陆明霄听说主谋是一个学生时,着实诧异了一下,他还真没想到这事会是个学生做的,因为他自认为没有招惹过哪一个学生,而且还是个高一的孩子,他本以为是生意上的对头看他不顺眼,要在他的私生活上插一脚。
接过纸袋,面带疑惑地打开封口取出照片,当陆明霄看到照片中的人时,整个人像是被雷霹到般愣在那里,眼睛死死地盯着照片上的男生,这眉目、这眼、这脸型实在是太像那个在他心里住了二十年的女人!
陆明霄执照片的手直哆嗦,脸色变得青红交措,放下照片,双手迫不及待地掏出袋里的纸张,想要看看这个人的确切资料,可是上面只是写了他的姓名、年龄、在哪所学校上过学,其它的内容都没有。
“怎么就这点东西?”陆明霄说话的声音都是颤抖的,他怀疑这个男生和方心璃有着极大的关系,否则不会长得如此相似。
“目、目前只查出这些东西。”郎兴看着上司那激动的表情,他感到相当困惑,这个谣言制造者值得上司如此失态吗?他在陆明霄手下干了近十年,很少看到他有如此失态的时候。
“给我查下去!将他自出生起的一切事情都给我查出来,我要他父母的确切资料,他们的相片更加不可少!”
陆明霄此刻已经忘记了找出谣言制造者的初衷,现在他的心情是怎么也平复不过来,方心璃温柔典雅的绝美容颜和方遥然绝俊的容颜在他的眼前不停地交错出现,越交错越觉得两人容貌相似得太过离谱。
“是。”
强将手下无弱兵,郎兴也是做事利落的人,上司要他怎么做就怎么做,即使心里再疑惑也不会在脸上显露出来。
而陆明霄则再也无心工作,只是坐在椅子上看着方遥然的照片,久久回不了神——
第二天下午临近下班时,心急如焚的陆明霄终于等到了要等的人。
郎兴走进陆明霄的办公室,他现在年纪三十有五,工作经验相当丰富,办事能力非常强,是以很受陆明霄的器重,查询一个人的确切资料向来是他的长项,可是这个方遥然——
“陆总。”郎兴有些狼狈地擦了擦脑门上的汗,惭愧地说道,“这个方遥然,我查不出来他的主要信息。”

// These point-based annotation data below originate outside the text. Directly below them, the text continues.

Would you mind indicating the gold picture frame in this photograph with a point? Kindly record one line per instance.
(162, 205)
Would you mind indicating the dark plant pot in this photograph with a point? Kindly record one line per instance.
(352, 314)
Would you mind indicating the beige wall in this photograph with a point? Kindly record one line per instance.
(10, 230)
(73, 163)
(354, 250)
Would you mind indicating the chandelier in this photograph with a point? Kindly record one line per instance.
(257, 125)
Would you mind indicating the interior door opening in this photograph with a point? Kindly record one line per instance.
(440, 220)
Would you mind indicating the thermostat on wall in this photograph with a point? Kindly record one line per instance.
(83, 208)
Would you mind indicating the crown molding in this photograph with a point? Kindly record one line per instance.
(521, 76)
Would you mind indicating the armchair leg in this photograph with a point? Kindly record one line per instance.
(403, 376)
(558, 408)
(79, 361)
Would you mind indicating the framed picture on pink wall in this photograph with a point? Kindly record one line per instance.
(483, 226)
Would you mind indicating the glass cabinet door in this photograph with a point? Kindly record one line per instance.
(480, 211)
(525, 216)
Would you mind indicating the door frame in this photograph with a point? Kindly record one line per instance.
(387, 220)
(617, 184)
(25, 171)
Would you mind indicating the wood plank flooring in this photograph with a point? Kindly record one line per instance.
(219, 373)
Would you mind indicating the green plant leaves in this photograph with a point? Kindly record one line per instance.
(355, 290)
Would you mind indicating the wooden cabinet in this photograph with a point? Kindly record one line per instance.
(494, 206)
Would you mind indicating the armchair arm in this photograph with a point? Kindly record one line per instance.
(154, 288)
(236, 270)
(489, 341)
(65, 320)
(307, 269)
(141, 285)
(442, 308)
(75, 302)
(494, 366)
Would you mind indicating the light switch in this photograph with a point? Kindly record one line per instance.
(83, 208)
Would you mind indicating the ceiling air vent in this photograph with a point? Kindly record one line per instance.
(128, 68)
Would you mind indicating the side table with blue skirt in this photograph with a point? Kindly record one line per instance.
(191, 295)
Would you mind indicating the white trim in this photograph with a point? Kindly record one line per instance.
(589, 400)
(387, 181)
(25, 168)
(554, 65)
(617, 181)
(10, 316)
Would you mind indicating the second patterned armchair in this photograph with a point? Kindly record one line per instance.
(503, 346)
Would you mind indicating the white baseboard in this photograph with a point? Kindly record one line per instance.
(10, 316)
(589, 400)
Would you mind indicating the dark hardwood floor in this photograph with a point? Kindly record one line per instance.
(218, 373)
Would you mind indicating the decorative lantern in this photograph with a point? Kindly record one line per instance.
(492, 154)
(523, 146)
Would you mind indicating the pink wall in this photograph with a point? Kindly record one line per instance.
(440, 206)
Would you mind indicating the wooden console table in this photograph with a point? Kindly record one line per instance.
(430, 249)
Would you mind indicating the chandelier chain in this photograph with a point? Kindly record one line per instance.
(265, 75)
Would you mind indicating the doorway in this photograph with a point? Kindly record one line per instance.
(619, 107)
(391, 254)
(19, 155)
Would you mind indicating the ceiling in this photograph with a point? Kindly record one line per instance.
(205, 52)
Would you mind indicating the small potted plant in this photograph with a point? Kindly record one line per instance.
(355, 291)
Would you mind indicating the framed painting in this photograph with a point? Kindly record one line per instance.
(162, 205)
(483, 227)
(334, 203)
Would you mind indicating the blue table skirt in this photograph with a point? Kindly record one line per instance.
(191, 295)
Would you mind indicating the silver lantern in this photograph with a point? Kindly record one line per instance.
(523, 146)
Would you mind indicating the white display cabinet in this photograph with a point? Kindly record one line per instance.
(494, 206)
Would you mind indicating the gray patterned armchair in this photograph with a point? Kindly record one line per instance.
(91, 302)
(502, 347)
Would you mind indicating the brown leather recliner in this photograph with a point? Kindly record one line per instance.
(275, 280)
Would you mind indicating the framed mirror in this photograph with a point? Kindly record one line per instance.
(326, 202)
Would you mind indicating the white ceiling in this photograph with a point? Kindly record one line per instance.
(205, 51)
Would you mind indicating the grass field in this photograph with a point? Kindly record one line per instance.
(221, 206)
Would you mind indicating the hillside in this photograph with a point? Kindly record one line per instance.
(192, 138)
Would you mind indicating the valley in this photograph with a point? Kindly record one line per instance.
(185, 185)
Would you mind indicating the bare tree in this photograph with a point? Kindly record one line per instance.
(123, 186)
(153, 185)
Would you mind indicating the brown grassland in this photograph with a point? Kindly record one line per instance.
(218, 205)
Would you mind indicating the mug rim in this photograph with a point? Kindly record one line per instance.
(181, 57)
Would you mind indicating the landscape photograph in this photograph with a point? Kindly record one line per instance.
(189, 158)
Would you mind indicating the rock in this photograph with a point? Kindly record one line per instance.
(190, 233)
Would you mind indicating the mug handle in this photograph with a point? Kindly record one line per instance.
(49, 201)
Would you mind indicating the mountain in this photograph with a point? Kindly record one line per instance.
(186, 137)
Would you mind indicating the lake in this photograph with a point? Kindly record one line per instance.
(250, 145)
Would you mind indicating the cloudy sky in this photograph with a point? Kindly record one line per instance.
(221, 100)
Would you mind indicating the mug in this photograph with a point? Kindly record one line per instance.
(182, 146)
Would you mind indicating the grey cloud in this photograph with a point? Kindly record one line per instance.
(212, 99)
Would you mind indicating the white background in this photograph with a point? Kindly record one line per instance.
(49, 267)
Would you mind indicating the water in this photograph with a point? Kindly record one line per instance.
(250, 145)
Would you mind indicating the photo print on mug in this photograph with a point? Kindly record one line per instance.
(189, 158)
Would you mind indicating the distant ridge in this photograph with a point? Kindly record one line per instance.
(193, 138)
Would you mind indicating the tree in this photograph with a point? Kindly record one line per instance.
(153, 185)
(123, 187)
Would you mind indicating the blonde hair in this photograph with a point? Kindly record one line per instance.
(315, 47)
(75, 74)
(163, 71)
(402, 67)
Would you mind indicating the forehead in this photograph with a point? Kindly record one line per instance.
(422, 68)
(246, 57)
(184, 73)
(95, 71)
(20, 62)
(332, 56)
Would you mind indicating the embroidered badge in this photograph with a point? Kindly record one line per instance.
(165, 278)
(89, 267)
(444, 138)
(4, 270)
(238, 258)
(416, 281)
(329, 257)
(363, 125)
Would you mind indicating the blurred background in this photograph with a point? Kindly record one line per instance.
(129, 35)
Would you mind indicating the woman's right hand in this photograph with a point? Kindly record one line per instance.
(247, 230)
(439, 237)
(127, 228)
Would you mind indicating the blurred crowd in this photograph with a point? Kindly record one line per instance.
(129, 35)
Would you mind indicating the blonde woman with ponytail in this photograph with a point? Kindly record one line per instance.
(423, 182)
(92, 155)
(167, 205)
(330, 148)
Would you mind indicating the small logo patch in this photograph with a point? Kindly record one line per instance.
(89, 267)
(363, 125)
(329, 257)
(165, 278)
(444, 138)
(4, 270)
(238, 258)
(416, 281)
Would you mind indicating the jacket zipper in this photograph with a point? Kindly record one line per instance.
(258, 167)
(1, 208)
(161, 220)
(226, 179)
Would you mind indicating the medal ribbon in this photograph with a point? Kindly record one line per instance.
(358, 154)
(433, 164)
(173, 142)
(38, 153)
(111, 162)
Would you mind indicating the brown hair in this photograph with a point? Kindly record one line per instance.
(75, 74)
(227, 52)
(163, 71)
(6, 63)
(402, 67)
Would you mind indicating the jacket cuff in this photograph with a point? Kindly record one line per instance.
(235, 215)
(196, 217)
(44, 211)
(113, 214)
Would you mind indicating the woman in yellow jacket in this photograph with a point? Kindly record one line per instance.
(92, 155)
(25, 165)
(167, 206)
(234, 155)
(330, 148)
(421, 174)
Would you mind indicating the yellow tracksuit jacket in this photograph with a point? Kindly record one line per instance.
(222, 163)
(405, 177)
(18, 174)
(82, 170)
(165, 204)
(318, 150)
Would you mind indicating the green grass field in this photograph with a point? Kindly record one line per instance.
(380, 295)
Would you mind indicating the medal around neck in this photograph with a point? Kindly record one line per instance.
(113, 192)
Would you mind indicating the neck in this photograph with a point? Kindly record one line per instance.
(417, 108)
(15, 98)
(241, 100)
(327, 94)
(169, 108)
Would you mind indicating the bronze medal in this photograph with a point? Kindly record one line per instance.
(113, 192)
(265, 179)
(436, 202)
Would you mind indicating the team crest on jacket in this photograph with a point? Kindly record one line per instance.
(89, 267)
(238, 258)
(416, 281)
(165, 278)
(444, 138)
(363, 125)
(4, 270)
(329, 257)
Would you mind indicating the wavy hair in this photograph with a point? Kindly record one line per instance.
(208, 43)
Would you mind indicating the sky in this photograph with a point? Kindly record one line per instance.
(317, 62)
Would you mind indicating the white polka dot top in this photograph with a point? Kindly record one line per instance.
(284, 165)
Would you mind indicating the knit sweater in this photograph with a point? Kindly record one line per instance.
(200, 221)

“什么?”陆明霄诧异地看着他的得力手下,显然是没有料到还有他办不到的事。
“我所查到的都是微不足道的,可是主要的信息,比如他的父母是谁,根本查不到,这上面所写的名字是错的,根本没有这两个人!我感觉有一股势力在阻止着我深入查下去,甚至这些资料都有可能是他们故意提供给我的,可是这股势力究竟归谁所有,我依然查不到。”
陆明霄打开牛皮纸袋,里面的内容全是可有可无的消息,比如方遥然现在的住址,在校成绩和手下有几个小弟,可是他的父母一栏添的人全是化名,这是郎兴标记出来的。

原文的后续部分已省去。